If you want to make a big dent in outcomes you have to also reduce the consequences, not just the opportunity. Making all actions reversible is the most conceptually simple and the most technically difficult option. Parceling out consequences over time is usually less difficult, and if you pick an order that makes the feedback immediate, then the person realizes quickly that what they meant and what they said didn't line up, before the real damage kicks in.
Github is built around git. The two biggest ways to permanently lose data from git, one of them is protected by permissions and may be off by default. The other one is automatic but takes 30 days. That's two very different precedents that have been set, and they picked the wrong one to emulate.
The other thing they could do is make user/organization structure for that profile readme the same - as he mentioned, he had just done it on his personal account, which is of the form `<user>/<user>`, so doing `httpie/httpie` for the organization made contextual/autopilot sense in the moment.
A lot of us navigate by typing, be it CLI, in our IDE, URLs etc.
And we must have got used to type hundreds of times our company or project names every day, in many places.
I can't imagine typing <project name>/<project name> in a input box triggering in us a lot consciousness or extra care. Typing something more unusual could actually be more impacting I think.
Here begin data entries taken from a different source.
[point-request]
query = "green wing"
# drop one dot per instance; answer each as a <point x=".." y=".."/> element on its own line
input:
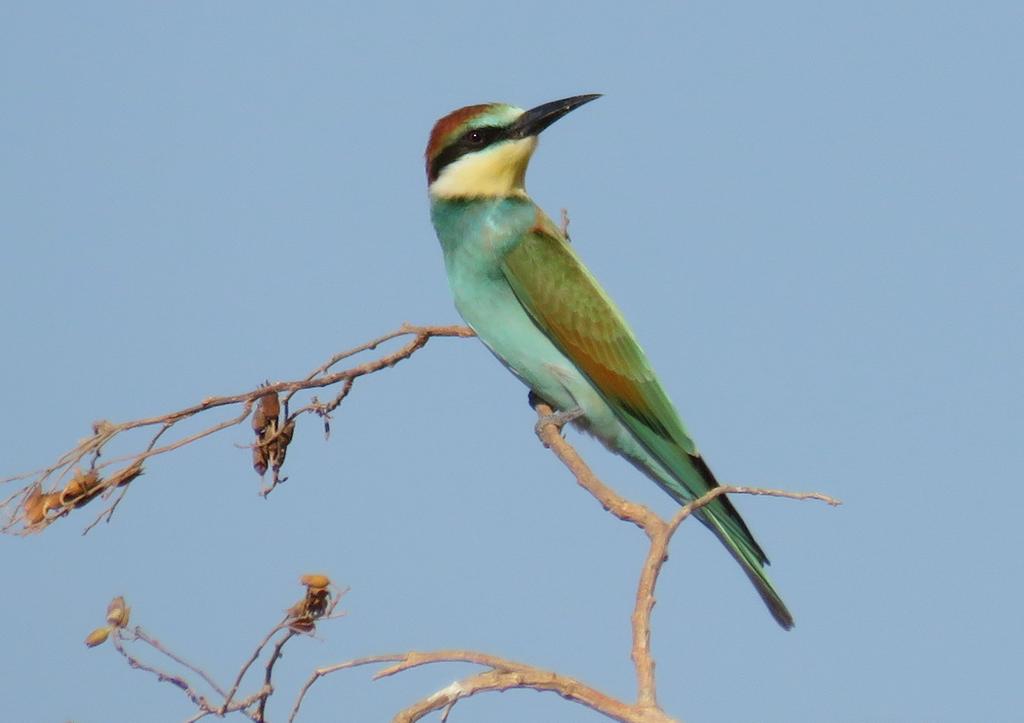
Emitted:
<point x="572" y="309"/>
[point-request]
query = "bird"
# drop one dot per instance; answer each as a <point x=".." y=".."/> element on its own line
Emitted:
<point x="522" y="288"/>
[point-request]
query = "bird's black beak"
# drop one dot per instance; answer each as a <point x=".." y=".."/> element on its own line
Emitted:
<point x="537" y="119"/>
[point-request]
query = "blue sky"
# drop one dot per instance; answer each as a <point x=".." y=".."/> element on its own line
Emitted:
<point x="810" y="212"/>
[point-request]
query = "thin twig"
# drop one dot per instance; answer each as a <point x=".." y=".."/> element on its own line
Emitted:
<point x="140" y="634"/>
<point x="103" y="431"/>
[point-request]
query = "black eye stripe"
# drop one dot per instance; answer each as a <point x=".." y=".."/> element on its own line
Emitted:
<point x="472" y="139"/>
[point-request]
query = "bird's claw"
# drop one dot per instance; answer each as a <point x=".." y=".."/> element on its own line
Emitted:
<point x="559" y="419"/>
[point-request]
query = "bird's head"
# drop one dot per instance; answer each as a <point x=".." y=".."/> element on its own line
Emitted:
<point x="482" y="151"/>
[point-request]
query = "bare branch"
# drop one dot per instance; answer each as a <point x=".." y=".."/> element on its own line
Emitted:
<point x="32" y="508"/>
<point x="658" y="532"/>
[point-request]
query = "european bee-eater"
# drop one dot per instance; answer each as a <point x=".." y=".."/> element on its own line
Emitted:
<point x="522" y="288"/>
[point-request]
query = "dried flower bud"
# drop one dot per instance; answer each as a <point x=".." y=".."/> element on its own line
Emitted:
<point x="303" y="625"/>
<point x="51" y="502"/>
<point x="315" y="581"/>
<point x="98" y="636"/>
<point x="118" y="612"/>
<point x="259" y="460"/>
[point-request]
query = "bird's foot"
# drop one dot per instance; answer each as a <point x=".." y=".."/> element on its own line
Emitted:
<point x="559" y="419"/>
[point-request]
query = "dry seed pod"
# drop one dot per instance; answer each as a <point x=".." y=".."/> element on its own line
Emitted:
<point x="303" y="625"/>
<point x="259" y="460"/>
<point x="315" y="581"/>
<point x="98" y="636"/>
<point x="316" y="600"/>
<point x="51" y="502"/>
<point x="118" y="612"/>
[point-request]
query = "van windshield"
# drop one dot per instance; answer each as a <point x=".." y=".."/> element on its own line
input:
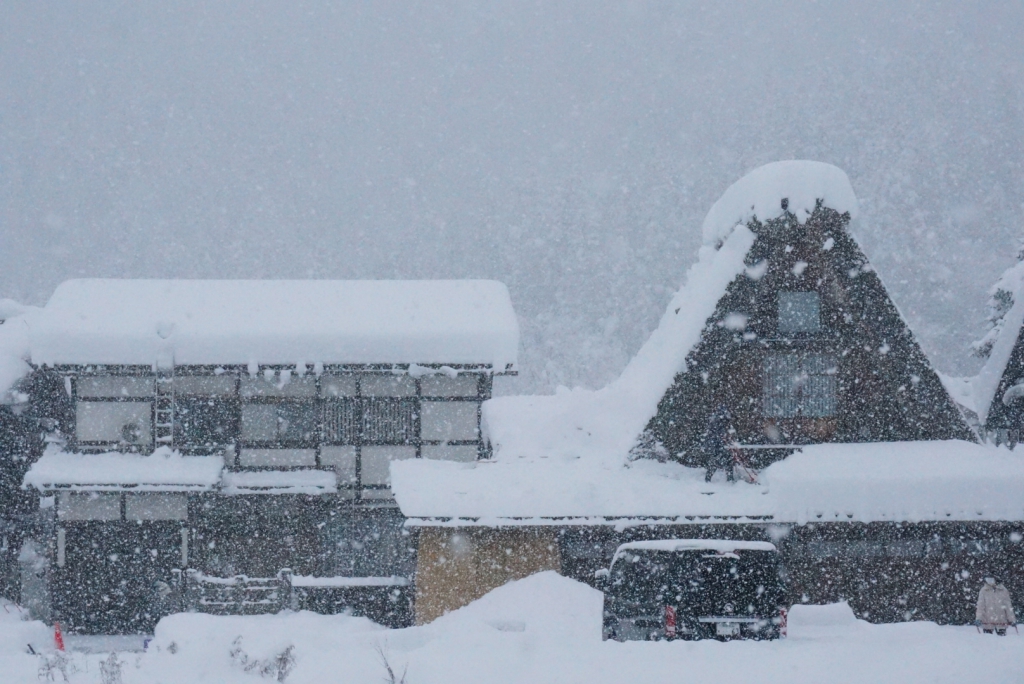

That's not the only difference. The other difference is that you also have to type the full repository name, including the organization name.
If they wanted to delete the correct repository, they would have to type httpie/.github, but instead they typed httpie/httpie.
It's unfortunate what happened, but without GitHub removing the possibility at all to delete repositories/change the visibility, I don't know what else they could have done to try to prevent it. It's really hard as a user to affect the wrong repository, as you are gonna have to mentally and literally pause to write out the organization name + repository (httpie/httpie in this case) and if that doesn't stop you, I don't think anything would.